La Cour de justice de l’Union européenne (CJUE) vient de rendre une décision importante dans le cadre de l’affaire dite Doctipharma. La Cour répond à des questions préjudicielles posées par la cour d’appel de Paris dans une affaire qui dure depuis 2016. Elle fixe ainsi les critères qui permettront à la justice française d’apprécier, ou non, la légalité de l’activité de vente en ligne de médicaments non soumis à prescription médicale.
Dans la configuration de l’affaire, le site Doctipharma (devenu Docmorris) propose à la vente des produits pharmaceutiques et médicaments pouvant être achetés sans ordonnance. Il met en relation les clients et les sites internet des pharmacies : ce sont ces dernières qui gèrent chaque commande qui leur est passée par l’intermédiaire de Doctipharma. Mais l’Union des groupements de pharmaciens d’officine (UDGPO) s’est opposée à cette activité en estimant qu’il s’agit ni plus ni moins que du commerce de médicaments par une personne n’ayant pas la qualité de pharmacien.
Les juridictions françaises ne parvenant pas à avoir une interprétation commune du droit applicable à la situation, la cour d’appel de Paris a demandé à la CJUE de lui dire dans quelle mesure un site comme Doctipharma peut se voir interdire de vendre des médicaments sans ordonnance par internet.
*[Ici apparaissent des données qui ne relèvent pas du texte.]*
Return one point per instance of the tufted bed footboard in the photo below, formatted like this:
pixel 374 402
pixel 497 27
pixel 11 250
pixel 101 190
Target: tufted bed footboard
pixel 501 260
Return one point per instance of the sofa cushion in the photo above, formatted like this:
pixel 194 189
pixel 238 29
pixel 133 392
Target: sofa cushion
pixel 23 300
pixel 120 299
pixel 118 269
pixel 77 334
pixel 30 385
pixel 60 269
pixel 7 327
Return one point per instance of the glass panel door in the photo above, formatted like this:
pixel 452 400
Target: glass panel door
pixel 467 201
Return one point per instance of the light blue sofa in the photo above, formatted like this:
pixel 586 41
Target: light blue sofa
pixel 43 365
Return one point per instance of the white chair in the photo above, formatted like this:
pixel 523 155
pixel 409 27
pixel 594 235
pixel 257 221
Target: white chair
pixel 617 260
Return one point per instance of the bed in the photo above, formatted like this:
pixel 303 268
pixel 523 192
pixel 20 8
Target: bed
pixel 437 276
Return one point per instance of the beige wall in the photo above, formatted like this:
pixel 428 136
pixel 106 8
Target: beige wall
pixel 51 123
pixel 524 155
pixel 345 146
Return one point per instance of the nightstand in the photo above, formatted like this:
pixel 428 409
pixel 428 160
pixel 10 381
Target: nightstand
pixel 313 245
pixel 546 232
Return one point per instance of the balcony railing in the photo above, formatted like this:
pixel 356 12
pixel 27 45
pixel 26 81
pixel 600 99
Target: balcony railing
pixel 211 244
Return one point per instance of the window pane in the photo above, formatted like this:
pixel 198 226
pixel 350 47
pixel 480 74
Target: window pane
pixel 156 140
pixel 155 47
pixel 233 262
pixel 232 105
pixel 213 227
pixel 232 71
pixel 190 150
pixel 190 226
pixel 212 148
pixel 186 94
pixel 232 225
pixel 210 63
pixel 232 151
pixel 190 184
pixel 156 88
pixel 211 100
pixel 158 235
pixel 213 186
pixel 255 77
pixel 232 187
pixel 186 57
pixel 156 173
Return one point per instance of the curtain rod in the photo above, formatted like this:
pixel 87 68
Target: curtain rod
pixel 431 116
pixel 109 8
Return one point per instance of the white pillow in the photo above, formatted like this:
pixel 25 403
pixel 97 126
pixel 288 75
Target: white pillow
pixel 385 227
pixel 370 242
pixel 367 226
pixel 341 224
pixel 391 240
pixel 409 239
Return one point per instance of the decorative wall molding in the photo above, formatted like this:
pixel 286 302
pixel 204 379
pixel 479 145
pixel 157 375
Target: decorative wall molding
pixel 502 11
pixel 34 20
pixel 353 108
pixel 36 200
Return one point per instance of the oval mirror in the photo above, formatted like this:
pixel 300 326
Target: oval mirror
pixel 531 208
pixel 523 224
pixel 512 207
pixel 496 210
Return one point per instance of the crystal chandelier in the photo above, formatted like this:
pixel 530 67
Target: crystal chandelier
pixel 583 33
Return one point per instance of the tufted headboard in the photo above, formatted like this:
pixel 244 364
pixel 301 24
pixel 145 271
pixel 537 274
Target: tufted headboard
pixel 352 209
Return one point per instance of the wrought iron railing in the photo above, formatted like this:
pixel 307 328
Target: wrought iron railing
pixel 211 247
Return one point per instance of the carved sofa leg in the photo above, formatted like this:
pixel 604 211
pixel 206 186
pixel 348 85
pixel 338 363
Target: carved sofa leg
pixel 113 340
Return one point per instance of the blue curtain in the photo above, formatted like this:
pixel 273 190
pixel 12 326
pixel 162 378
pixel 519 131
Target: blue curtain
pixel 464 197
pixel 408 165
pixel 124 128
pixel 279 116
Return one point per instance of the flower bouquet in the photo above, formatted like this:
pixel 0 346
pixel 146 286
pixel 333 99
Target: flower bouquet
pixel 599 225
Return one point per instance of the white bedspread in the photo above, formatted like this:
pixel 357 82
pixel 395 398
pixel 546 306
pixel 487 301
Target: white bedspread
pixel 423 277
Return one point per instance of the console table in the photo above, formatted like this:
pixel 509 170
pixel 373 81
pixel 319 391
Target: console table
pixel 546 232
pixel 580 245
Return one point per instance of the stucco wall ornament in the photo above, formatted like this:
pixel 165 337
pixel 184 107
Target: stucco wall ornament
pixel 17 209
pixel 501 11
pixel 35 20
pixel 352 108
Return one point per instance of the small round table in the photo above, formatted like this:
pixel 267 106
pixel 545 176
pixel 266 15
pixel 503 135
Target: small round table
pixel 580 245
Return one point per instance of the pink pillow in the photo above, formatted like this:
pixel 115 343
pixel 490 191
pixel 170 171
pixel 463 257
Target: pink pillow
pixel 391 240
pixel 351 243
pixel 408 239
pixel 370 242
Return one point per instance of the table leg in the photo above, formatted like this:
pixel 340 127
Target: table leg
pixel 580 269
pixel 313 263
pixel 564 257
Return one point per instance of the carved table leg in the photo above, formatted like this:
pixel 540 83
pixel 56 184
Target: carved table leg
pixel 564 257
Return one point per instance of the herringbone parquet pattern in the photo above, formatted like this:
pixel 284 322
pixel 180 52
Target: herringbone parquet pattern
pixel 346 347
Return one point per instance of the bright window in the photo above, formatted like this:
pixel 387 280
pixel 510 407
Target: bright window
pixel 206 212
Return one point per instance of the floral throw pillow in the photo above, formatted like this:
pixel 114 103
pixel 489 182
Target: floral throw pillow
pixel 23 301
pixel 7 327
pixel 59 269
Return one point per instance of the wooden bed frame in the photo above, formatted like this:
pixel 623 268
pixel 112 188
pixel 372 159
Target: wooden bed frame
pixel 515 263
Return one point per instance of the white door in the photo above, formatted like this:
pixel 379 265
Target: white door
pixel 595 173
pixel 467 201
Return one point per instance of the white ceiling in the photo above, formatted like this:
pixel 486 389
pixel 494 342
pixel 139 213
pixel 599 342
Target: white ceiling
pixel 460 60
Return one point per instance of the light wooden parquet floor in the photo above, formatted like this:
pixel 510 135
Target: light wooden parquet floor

La CJUE vient de rendre sa décision, le 29 février 2024, dans laquelle elle expose les critères qu’elle retient.
Le degré d’implication dans la vente en ligne de médicaments sans prescription par un “non-pharmacien” : point clef de la réflexion
La CJUE évacue d’abord la question de la qualité du service fourni par Doctipharma. Le juge européen indique ainsi que le fait de proposer un site internet qui met en relation des pharmaciens et des clients pour la vente de médicaments non soumis à prescription médicale, dès lors que cette vente s’effectue à partir des sites des officines de pharmacies abonnées au site, est assimilable à un “service de la société de l’information” au sens du droit européen.
Partant de là, la CJUE propose au juge français d’examiner le degré d’implication du prestataire du service, Doctipharma en l’occurrence, dans l’activité de vente de médicaments sans prescription :
il incombe à la juridiction de renvoi de déterminer, aux termes d’une appréciation purement factuelle, […] la personne, de Doctipharma ou des pharmaciens ayant recours au service qu’elle fournit, qui procède à la vente des médicaments non soumis à prescription.
CJUE, 29 février 2024, affaire Doctipharma C-606/21
Deux directions peuvent alors être prises par le juge français en suivant ce raisonnement.
Soit l’examen de la situation de Doctipharma montre que le prestataire s’implique directement dans la vente, auquel cas un non-pharmacien devient vendeur de médicaments. Dans ce cas, le droit de l’Union européenne “ne s’opposerait pas à l’interdiction de ce service par l’Etat membre sur le territoire duquel [la société] est établie“.
Soit le juge arrive à la conclusion que la société ne fait que proposer une plateforme de mise en relation entre les pharmaciens vendeurs et leurs clients. De fait, le service fourni serait donc “un service propre et distinct de la vente“. Alors “ce service ne pourrait être interdit […] au motif [que la société] participait au commerce électronique de vente de médicaments sans avoir la qualité de pharmacien“.
La CJUE conclut donc en ces termes :
les États membres peuvent […] interdire la fourniture d’un service consistant à mettre en relation, au moyen d’un site Internet, des pharmaciens et des clients pour la vente, à partir des sites d’officines des pharmacies ayant souscrit à ce service, de médicaments non soumis à prescription médicale, s’il s’avère, compte tenu des caractéristiques dudit service, que le prestataire du même service procède lui-même à la vente de tels médicaments sans y être autorisé ou habilité par la législation de l’État membre sur le territoire duquel il est établi.
CJUE, 29 février 2024, affaire Doctipharma C-606/21
Le juge français sait maintenant à quoi s’en tenir pour savoir si un non-pharmacien peut mettre en place un site de vente en ligne de médicaments sans ordonnance. Tout dépend de la qualité de la personne qui réalise effectivement cette vente. Si le prestataire non-pharmacien s’implique, ne serait-ce que d’un cheveu, dans le processus de vente, alors son activité peut être interdite par le droit national.